May God guard our hearts against an unfounded lust for creative productivity that prevents people from seeing the full spectrum of his image in the creative processes of his people.
As a graphic designer for about 30 years. I’ve been wrestling with this as well and generally with relief that I’m at the end of my career and can bow out soon.
There is a reason I’ve never called myself a graphic ARTIST- it’s because the creative work I do for clients is not my creative expression but is for the purpose of helping someone else sell a product or service. AI is now just another tool allowing that work to happen faster. I don’t like it but I think there’s no going back. There’s no way for designers to compete, and that began when apps like Canva took over and consequently desensitized the general public to good design.
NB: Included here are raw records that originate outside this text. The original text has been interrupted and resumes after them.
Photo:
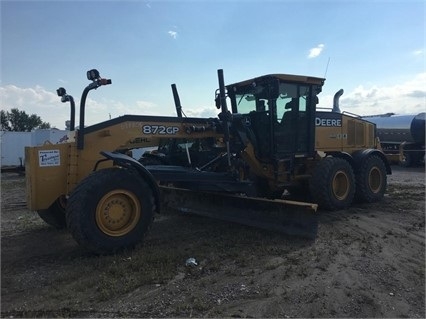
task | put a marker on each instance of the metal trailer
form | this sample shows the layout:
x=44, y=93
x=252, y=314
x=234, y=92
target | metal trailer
x=402, y=137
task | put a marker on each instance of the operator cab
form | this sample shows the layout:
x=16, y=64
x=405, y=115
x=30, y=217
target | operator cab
x=279, y=111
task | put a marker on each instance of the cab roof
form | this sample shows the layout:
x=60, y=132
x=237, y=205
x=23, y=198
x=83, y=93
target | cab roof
x=284, y=77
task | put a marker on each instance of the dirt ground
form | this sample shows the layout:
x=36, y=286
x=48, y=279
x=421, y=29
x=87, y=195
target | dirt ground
x=367, y=261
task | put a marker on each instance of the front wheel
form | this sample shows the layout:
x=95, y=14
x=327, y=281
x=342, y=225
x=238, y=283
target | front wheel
x=332, y=184
x=371, y=180
x=110, y=210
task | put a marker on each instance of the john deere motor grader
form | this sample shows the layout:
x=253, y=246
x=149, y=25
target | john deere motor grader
x=272, y=140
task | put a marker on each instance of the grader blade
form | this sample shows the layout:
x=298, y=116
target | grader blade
x=288, y=217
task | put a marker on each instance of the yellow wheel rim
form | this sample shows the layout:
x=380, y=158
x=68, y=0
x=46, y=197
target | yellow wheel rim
x=340, y=185
x=375, y=180
x=118, y=212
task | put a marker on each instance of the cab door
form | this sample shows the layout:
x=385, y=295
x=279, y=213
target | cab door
x=293, y=123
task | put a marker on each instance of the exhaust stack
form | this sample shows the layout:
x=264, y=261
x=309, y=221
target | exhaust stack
x=336, y=98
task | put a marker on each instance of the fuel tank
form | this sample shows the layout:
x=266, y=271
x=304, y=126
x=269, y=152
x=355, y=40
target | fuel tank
x=400, y=128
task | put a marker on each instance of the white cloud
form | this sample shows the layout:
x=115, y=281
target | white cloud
x=403, y=98
x=315, y=52
x=408, y=97
x=173, y=34
x=37, y=101
x=205, y=112
x=418, y=52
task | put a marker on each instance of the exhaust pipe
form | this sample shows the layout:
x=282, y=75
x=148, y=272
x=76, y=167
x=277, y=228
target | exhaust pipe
x=336, y=98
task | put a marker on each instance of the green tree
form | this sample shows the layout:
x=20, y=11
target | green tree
x=19, y=121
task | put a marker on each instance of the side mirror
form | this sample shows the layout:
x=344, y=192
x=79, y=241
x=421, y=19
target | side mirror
x=93, y=75
x=217, y=99
x=61, y=92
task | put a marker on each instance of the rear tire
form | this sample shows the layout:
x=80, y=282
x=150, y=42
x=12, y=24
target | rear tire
x=371, y=180
x=110, y=210
x=332, y=184
x=407, y=160
x=55, y=214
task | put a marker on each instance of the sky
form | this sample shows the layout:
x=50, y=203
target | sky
x=374, y=50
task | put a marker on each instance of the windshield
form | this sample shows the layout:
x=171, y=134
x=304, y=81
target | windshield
x=250, y=98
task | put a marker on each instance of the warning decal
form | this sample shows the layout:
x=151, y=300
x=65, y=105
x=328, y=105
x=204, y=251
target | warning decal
x=49, y=158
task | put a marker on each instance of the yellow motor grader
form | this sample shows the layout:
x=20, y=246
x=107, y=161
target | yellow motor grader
x=272, y=141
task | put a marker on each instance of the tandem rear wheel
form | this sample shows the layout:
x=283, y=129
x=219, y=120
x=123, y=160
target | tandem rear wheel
x=371, y=180
x=332, y=184
x=110, y=210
If there is a positive about generative AI, I wonder if it’s that it will separate consumer focused art from true creative expression. Not that creative content shouldn’t be sold, but there’s a difference in creating something expressly to sell. In that case it’s just about giving people what you think they want. There’s definitely a place for that but it’s not in the same category as an inspired work that sells. I am concerned with how few seem to do art just as a hobby anymore, there is always a primary motive of making money.
It’s my hope that eventually people will start craving art again for arts sake - art with a true human connection.